The best thing I’ve read today on the legislative branch comes from a very good article in the Washington Times, of all places. It bemoans the plight of young, inexperienced, and overworked congressional staffers, who are paid in pencil shavings. The consequences are about what one would expect:
While senators make $174,000, staff assistants and legislative correspondents — by far the most common positions in the Senate — have median pay of $30,000 and $35,000, respectively, significantly less than Senate janitors and a fairly low salary for college graduates in a city as expensive as Washington…
It means that young workers have proximity to enormous power while surviving on a meager budget — dual forces that come together to push congressional staffers through the “revolving door” to highly paid K Street lobbyists. In the revolving door, former congressional staff and members use their personal connections and insider knowledge to attempt to pull the levers of power on behalf of a paying client. A former congressional staffer is among the most valuable assets a company desiring legislative change can buy…

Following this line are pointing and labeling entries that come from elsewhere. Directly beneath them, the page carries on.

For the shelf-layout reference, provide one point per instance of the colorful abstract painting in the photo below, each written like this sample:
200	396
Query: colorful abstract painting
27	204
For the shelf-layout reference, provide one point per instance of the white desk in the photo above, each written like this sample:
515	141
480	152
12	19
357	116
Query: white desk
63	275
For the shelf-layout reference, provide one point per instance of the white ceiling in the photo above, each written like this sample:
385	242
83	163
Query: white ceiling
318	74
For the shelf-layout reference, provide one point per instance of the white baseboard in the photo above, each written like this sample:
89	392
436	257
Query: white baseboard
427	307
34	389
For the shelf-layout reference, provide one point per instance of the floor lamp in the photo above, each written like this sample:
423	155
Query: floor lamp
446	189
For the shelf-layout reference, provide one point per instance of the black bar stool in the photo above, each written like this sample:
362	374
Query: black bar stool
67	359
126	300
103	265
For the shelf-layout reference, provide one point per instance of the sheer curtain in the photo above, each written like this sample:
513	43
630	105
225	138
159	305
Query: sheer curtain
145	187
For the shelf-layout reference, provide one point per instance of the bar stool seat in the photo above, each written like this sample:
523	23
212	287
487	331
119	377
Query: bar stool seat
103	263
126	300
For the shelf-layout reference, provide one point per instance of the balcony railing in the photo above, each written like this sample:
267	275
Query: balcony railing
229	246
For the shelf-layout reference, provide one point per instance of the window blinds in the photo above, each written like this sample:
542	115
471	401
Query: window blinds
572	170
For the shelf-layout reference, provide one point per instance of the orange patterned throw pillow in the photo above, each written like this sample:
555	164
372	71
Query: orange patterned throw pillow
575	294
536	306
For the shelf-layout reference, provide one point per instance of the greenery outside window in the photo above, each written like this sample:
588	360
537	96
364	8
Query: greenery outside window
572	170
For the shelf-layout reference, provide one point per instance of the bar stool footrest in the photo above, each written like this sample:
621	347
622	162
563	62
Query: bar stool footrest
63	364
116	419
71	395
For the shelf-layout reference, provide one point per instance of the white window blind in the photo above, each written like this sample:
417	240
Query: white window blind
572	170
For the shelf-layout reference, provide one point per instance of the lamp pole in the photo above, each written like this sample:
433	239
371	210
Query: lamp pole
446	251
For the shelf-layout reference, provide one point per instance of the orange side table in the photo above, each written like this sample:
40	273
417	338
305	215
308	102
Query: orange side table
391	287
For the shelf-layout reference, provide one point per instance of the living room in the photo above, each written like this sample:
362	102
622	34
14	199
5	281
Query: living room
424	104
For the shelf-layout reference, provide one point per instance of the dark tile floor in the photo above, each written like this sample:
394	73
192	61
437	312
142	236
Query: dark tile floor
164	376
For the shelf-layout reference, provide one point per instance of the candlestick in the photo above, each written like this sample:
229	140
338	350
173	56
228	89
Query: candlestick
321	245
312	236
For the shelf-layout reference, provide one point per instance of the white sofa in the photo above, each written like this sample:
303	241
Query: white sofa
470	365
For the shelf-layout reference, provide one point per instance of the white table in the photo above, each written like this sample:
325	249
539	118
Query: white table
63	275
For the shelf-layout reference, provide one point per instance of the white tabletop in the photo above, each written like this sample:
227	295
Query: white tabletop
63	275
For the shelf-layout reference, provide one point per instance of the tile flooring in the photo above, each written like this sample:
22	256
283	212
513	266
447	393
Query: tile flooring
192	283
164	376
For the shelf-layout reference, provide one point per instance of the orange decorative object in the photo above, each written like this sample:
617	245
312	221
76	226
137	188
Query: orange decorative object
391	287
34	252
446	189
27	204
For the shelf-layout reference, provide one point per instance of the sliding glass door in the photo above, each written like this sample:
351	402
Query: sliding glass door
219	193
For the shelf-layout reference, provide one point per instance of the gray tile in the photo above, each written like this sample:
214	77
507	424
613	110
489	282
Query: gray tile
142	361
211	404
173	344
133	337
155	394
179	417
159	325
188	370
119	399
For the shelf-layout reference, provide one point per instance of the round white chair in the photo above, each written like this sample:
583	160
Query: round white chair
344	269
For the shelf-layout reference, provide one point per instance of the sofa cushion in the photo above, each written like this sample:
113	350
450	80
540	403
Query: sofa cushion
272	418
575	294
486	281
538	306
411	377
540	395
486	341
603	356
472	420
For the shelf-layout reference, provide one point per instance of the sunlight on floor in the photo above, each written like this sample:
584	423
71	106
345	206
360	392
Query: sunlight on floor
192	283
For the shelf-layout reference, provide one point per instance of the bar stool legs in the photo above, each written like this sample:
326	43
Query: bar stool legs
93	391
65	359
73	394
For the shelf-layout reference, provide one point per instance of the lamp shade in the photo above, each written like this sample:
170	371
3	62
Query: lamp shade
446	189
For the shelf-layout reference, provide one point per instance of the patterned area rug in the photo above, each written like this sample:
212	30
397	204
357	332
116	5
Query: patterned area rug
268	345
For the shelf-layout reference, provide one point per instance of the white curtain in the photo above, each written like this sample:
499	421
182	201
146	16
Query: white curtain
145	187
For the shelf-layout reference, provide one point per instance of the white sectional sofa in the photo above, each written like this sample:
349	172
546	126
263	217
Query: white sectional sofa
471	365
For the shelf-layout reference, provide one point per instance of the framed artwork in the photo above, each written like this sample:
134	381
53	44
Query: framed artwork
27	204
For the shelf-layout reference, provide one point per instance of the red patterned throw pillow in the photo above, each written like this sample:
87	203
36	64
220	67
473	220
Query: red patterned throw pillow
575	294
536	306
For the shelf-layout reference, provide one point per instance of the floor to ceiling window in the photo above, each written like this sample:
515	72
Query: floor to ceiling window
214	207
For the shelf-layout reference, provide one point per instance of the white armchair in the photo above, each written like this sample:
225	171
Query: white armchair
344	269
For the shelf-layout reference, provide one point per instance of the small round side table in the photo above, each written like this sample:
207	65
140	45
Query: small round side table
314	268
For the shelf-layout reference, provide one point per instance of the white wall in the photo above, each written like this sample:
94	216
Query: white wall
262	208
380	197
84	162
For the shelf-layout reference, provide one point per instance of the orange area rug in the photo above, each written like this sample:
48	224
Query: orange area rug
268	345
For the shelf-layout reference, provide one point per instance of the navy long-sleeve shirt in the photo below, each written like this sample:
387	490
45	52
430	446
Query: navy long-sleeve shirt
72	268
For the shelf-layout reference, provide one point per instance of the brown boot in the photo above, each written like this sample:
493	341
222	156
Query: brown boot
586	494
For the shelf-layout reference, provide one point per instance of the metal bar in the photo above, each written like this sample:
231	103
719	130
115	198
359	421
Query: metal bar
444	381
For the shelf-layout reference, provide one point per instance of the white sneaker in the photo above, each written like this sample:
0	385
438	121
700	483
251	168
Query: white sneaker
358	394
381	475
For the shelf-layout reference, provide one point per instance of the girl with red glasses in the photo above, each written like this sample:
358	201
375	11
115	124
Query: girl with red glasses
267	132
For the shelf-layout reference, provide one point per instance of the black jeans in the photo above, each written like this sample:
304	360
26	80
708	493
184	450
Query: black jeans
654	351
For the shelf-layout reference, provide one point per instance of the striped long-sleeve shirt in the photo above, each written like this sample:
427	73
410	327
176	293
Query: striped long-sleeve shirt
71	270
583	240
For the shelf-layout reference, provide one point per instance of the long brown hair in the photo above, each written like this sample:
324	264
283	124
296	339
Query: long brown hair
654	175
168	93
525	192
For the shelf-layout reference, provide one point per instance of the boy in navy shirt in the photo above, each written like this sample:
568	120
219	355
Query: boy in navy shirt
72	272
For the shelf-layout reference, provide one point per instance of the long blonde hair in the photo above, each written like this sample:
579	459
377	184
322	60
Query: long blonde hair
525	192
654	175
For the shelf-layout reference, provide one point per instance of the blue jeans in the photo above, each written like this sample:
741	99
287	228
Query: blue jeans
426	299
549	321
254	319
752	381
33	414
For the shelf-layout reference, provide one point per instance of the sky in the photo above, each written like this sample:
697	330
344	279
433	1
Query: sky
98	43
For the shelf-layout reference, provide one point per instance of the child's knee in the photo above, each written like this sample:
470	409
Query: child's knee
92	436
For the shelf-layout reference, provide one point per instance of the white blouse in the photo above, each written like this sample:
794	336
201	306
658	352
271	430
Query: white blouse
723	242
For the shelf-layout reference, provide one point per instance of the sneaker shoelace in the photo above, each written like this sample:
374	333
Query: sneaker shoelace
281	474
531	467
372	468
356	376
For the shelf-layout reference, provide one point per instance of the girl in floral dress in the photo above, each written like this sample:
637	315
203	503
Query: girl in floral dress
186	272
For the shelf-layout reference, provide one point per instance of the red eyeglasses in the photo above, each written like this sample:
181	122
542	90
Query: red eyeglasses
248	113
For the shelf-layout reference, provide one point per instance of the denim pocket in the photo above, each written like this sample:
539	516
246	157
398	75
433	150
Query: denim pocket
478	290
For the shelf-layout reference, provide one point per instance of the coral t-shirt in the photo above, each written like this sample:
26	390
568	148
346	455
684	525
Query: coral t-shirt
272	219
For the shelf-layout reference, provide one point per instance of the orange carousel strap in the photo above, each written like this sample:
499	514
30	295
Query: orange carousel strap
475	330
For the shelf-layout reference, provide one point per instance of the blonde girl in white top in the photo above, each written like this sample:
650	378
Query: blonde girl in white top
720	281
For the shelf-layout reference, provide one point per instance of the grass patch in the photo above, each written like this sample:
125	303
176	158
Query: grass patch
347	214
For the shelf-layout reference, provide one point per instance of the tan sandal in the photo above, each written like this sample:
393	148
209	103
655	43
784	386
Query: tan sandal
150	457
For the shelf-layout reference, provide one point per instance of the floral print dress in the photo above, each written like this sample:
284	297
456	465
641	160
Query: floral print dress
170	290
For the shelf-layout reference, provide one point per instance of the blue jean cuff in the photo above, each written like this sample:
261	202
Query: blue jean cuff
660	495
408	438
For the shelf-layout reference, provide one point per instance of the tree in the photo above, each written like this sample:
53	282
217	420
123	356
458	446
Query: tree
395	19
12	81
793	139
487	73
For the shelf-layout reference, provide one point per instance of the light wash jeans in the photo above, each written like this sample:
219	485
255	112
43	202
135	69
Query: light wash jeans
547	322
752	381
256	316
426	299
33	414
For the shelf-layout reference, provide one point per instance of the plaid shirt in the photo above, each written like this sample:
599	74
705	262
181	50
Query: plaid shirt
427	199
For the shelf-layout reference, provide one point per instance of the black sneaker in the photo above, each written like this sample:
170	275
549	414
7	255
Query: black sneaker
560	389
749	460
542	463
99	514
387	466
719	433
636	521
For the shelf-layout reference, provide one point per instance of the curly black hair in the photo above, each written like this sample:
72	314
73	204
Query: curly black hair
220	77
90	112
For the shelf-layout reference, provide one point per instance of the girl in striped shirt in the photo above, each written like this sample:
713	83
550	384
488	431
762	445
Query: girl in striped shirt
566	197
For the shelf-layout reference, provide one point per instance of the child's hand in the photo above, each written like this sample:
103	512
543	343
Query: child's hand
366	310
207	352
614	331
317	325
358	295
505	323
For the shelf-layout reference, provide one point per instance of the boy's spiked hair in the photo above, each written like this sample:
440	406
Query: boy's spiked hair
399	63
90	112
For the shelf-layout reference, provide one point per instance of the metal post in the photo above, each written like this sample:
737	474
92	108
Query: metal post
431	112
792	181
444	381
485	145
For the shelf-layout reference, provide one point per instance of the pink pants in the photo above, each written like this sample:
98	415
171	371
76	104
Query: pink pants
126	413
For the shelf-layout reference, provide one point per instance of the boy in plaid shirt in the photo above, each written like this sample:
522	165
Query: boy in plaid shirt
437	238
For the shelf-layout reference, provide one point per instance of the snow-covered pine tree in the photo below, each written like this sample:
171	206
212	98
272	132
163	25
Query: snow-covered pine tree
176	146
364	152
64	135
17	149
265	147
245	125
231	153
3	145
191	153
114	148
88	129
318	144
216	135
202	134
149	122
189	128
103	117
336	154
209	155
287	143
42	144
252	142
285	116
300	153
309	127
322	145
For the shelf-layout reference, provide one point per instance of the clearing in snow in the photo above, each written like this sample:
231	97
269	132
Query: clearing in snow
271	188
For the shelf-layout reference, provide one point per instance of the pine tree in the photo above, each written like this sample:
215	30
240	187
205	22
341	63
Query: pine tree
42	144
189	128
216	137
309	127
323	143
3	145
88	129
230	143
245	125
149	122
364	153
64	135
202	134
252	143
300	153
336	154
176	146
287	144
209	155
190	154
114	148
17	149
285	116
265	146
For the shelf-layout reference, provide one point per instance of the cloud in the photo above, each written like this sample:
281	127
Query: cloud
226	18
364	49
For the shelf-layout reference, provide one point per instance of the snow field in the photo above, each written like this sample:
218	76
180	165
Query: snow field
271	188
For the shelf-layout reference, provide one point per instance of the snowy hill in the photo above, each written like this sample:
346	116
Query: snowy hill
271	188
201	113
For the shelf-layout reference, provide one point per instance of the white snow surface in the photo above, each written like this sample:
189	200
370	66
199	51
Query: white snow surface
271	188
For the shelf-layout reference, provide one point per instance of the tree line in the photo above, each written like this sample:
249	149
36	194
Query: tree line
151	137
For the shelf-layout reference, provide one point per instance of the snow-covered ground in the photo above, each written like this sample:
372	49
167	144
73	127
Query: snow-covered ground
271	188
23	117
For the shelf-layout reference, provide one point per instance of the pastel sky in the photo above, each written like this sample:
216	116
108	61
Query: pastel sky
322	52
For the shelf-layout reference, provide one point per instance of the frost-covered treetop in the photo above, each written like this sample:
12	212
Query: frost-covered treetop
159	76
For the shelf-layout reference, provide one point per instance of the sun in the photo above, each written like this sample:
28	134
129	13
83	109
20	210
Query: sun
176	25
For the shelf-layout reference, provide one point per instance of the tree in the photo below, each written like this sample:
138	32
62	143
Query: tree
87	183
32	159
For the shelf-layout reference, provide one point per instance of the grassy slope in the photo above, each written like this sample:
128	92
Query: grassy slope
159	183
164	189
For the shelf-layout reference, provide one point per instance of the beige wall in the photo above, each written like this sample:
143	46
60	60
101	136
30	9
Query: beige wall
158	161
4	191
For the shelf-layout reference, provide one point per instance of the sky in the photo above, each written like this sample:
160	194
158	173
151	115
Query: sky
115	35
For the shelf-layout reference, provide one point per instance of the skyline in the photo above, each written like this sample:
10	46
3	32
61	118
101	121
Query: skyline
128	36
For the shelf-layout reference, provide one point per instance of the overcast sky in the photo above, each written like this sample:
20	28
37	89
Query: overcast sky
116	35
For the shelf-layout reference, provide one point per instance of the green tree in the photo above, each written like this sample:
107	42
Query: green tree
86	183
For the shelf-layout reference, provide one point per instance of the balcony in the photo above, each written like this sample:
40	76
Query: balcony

But it also means that staffers are often forced to rely on lobbyists while they still work for Congress, sometimes for the purest of reasons: While lobbyists with decades of experience in energy policy or other arcane areas are common, such depth of experience is nearly nonexistent on Capitol Hill. Though 10 years of experience in a home-state office, which handles constituent services and other less stressful concerns, is not rare, a person with a decade of experience is few and far between in Washington.
There’s even a good section about Newt Gingrich’s boneheaded axing of Congress’ official science advisory agency:
As policy questions more frequently hinge on the nuances of technical matters, members of Congress are operating without the researchers and topical experts on which they have relied to cast informed votes.
With the shuttering of the Office of Technology Assessment, a 200-member congressional support agency that closed in 1995 under House Speaker Newt Gingrich, members who are largely lawyers and rhetorical masters are asked to differentiate between competing proposals that only scientists might be able to evaluate effectively.
When it comes to the private sector, conservatives are deeply invested in the idea that you have to pay people enough to attract good employees, especially at the tippy-top. If liberals complain about Jamie Dimon’s umpteen gazillion-dollar salary, some neckless lickspittle on CNBC will rush to point out that if they paid him even a quarter less, then by gum he will up and go Galt on us, quitting to run the other world’s largest bank, and the economy won’t have Dimon’s vitally necessary banking expertise.
I used to think that perhaps we could agree that, aside from debates about which things government should be doing, at least when we agree that it should be doing something (like, say, preventing disease outbreaks), it should do it as well as possible. But when it comes to the federal government, paying the people actually running the guts of the legislative machinery doesn’t seem to count next to the knee-jerk Republican hatred of government generally, and increasingly, any knowledge or expertise whatsoever.